After six hours of staring at query logs, connection states, and one very aggressive coffee habit, I found the culprit. And it wasn't in the application code. It wasn't even really in the database.

It was in the space between our application and our database. In the layer of connections that nobody thinks about until it breaks.

This is the story of distributed consistency, why ACID doesn't mean what you think it means, and what actually happens when you have "transactions" across multiple systems.

The Myth of the Atomic Operation

Let's start with something basic.

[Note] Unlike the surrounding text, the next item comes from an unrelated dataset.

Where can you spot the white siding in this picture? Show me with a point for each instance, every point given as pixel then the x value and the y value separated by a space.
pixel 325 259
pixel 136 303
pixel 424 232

You've got this:

BEGIN;
UPDATE accounts SET balance = balance - 100 WHERE user_id = 1;
UPDATE accounts SET balance = balance + 100 WHERE user_id = 2;
INSERT INTO transactions (from_user, to_user, amount) VALUES (1, 2, 100);
COMMIT;

This is a transaction. It should be atomic. The textbook says it's atomic. The PostgreSQL documentation says it's atomic.

The weird part is: it is atomic. Inside one PostgreSQL session.

The problem is that nobody operates "inside one PostgreSQL session."

You've got connection pooling. You've got read replicas. You've got Redis caching. You've got application servers scaling horizontally. You've got multiple processes that might be handling the same logical operation.

And in that environment, "atomic" becomes a much more complicated word.

What Connection Pooling Does to Your "Transactions"

Here's where most engineers get blindsided. You're using PgBouncer. Or HikariCP. Or some other connection pooler. These are great. They let you run 100 application threads while sharing 20 database connections.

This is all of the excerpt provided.